The scale and distribution of faults depend on the type of sedimentary
basin and its geological history. In particular, faults that are below the
resolution of seismic surveys cannot be avoided (Maerten
et al., 2006; Le Gallo, 2016). Indeed, faults occur at many of the first
industrial and pilot-scale CO2 storage sites located in sedimentary
basins (e.g. In Salah, Algeria, Mathieson et
al., 2010; Snøvhit, Norway, Chiaramonte et al., 2011; Ketzin, Germany, Martens et al., 2012; Otway, Australia, Hortle et al.,
2013).
Faults influence the flow and migration of fluids in three basic ways: (i) they can modify flow paths by juxtaposing stratigraphically distinct
permeable and impermeable units against each other (Fig. 1a; Allan,
1989). (ii) The petrophysical properties of fault rocks can impede
cross-fault flow between permeable units (Fig. 1b; Yielding et al., 1997; Aydin and Eyal, 2002; van der Zee and Urai, 2005),
and (iii) faults can provide fault-parallel flow through fracture networks
in otherwise impermeable rocks linking separate permeable units (Fig. 1c;
Eichhubl et al., 2009;
Dockrill and Shipton, 2010). Mechanism (i) assumes no (or minimal) permeability change
in the fault zone, whereas mechanisms (ii) and (iii) require permeability reduction and
increase respectively. For CO2 storage sites the latter two mechanisms
are of particular interest and are considered here. It is worth noting that
these permeability changes are temporal and dynamic, and fault reactivation
(Barton et al., 1995; Wiprut and
Zoback, 2000) should be an important consideration in CO2 storage
projects.
Impact of faults on plume migration in a CO2 storage site. (a) Juxtaposition of the permeable storage formation and impermeable cap rocks
generating a juxtaposition seal. (b) Impermeable fault rocks impede fluid
flow within the storage formation (fault rock seal). (c) Fault-parallel,
vertical migration through fracture networks bypasses the cap rock.

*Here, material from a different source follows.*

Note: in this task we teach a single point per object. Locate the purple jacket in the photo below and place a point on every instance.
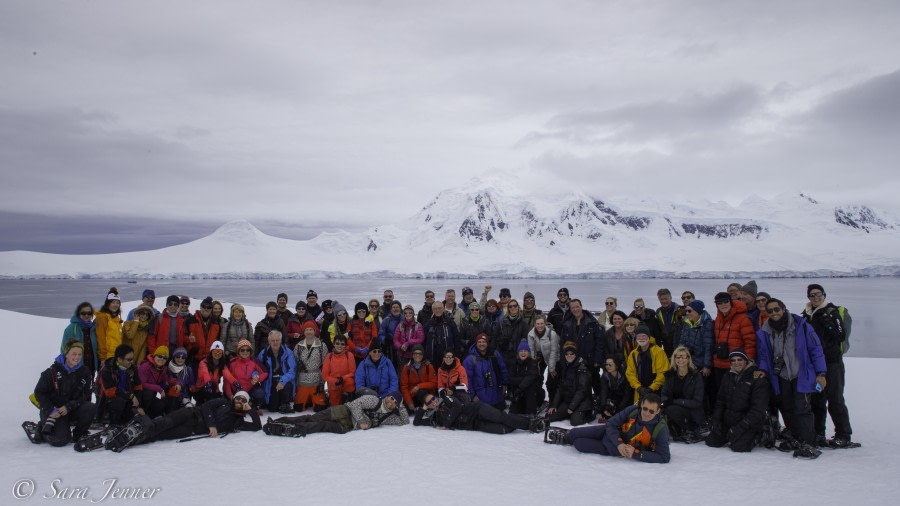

Whether a fault is sealing or non-sealing is dependent on the structure and
composition of the rock volume affected by faulting and the mechanics of faulting (Caine
et al., 1996; Aydin, 2000; Annunziatellis et al., 2008; Faulkner et al.,
2010). Caine et al. (1996) describe fault zones in siliciclastic rocks
defined by a fault slip surface and core and an associated damage zone, and
they considered the changes in the permeability of a fault in this context. Fault
damage zones and the fault cores are interpreted as having contrasting
mechanical and hydraulic properties, with the fault core often being rich in
phyllosilicates, which typically have low permeability, while open fractures
in the damage zone can have a substantially higher permeability than the
host rock (Caine
et al., 1996; Faulkner and Rutter, 2001; Guglielmi et al., 2008; Cappa,
2009). Models for fault zone characterization have evolved and describe
fault zones with single high-strain cores (Chester and Logan,
1986) and containing several cores (Faulkner
et al., 2003), with cores and slip surfaces at the edge of the fault zone
and in the middle. Perhaps to think of it simply, one model does not fit all
and the heterogeneities in natural fault systems and rocks result in unique
fault geometries and evolutions, albeit with similarities and
semi-predictable processes.
When a fluid lighter than the pore-filling brine, such as hydrocarbons or
CO2, is introduced into a reservoir, it will naturally migrate upwards
due to the buoyancy effect until it encounters a flow barrier such as a
cap rock or a fault. The fluid will accumulate underneath the flow barrier
until capillary breakthrough or, less frequently, induced fracturing occurs
due to the increase in pressure within the reservoir. The maximum vertical
extent of the fluid underneath the seal before seal failure, often referred
to as column height, is controlled by the fluid flow properties of the seal
with regards to the fluid (Wiprut and
Zoback, 2002). In the hydrocarbon industry, column heights are routinely
calculated as they estimate the maximum amount of oil or gas that could be
accumulated within a prospect (Downey, 1984). As the fluid flow
properties of the seal may vary spatially, some uncertainty is associated
with column heights, in particular when faults with their associated
heterogeneities form reservoir-bounding seals. In the context of CO2
storage, column heights represent the maximum amount of CO2 that could
be stored within a reservoir before migration out of the reservoir.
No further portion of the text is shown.